Explore the Galaxy of images with Cloud Vision API
Kaz Sato
Developer Advocate, Cloud AI
Ray Sakai
Product Manager, Reactive Inc.
At GCP NEXT 2016, the biggest Google Cloud Platform event held this year in San Francisco, Jeff Dean, Google Senior Fellow, presented the Cloud Vision API with Cloud Vision Explorer. This amazing demo is now available for anyone and we warmly invite you to give it a try.

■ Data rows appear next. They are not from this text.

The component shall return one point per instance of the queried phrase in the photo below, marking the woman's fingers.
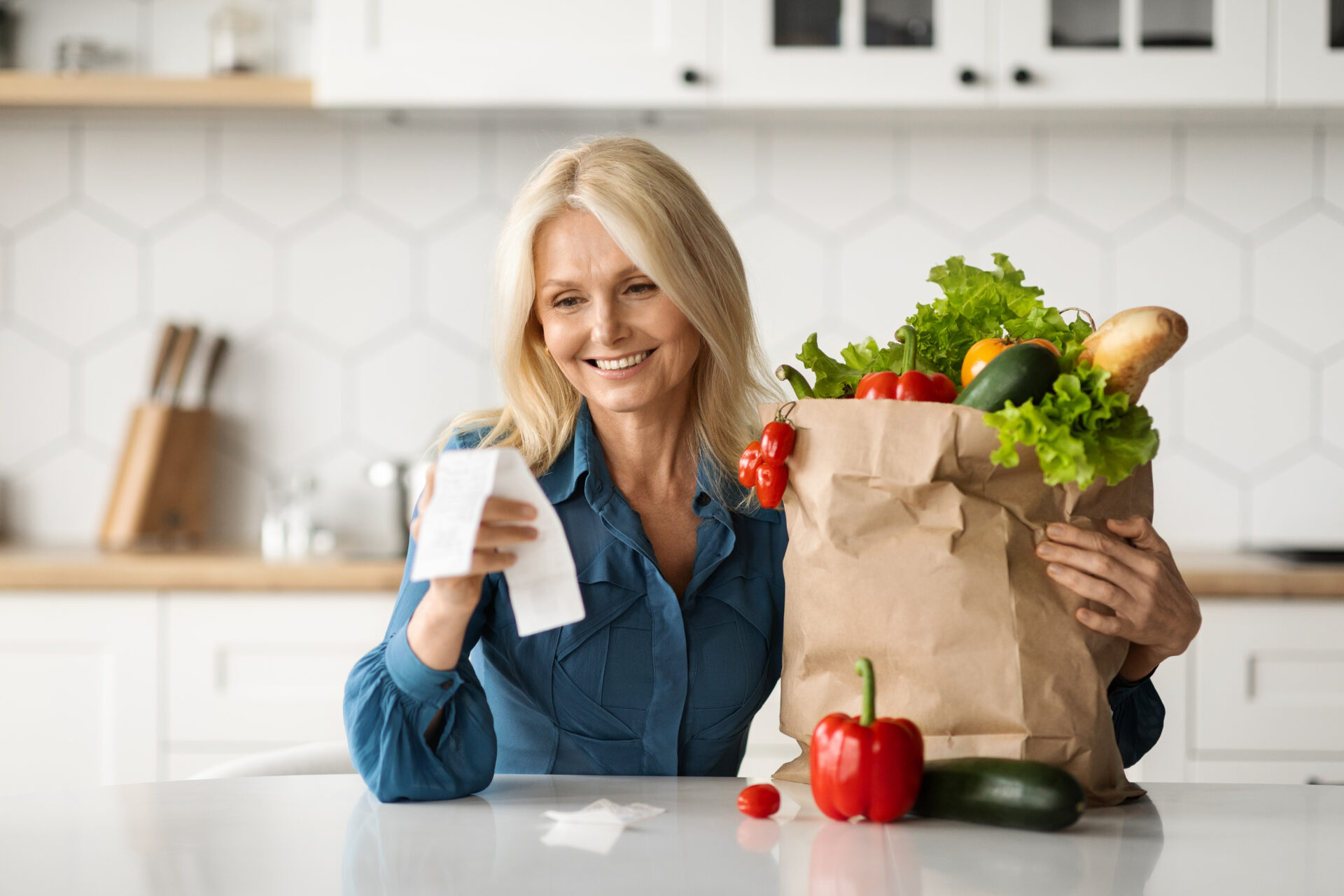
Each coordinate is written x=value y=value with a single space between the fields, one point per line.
x=487 y=562
x=507 y=511
x=1094 y=564
x=1140 y=533
x=1091 y=587
x=1102 y=624
x=500 y=536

To recap, Cloud Vision API is an image analysis service that's part of Cloud Platform. It enables you to understand the content of images by encapsulating powerful machine learning models in an easy-to-use REST API. It quickly classifies images into thousands of categories, detects individual objects and faces within images, and finds and reads printed words contained within images. It can analyze images uploaded on request or integrate with your image storage on Google Cloud Storage. The Label detection feature costs $2 per 1,000 images, and other features cost $0.60 per 1,000 images (see pricing). Anyone can start using the API for free for 1,000 images per month.
Discover the Galaxy with Cloud Vision API and Explorer
When you access the demo and after clicking on the launch button, you'll discover the "Galaxy" on your Google Chrome (latest version required).The Galaxy contains approximately 20-25 groups of images whose names (e.g., "Sea," "Snow" and "Vehicle") try to reflect accurately the content of its images.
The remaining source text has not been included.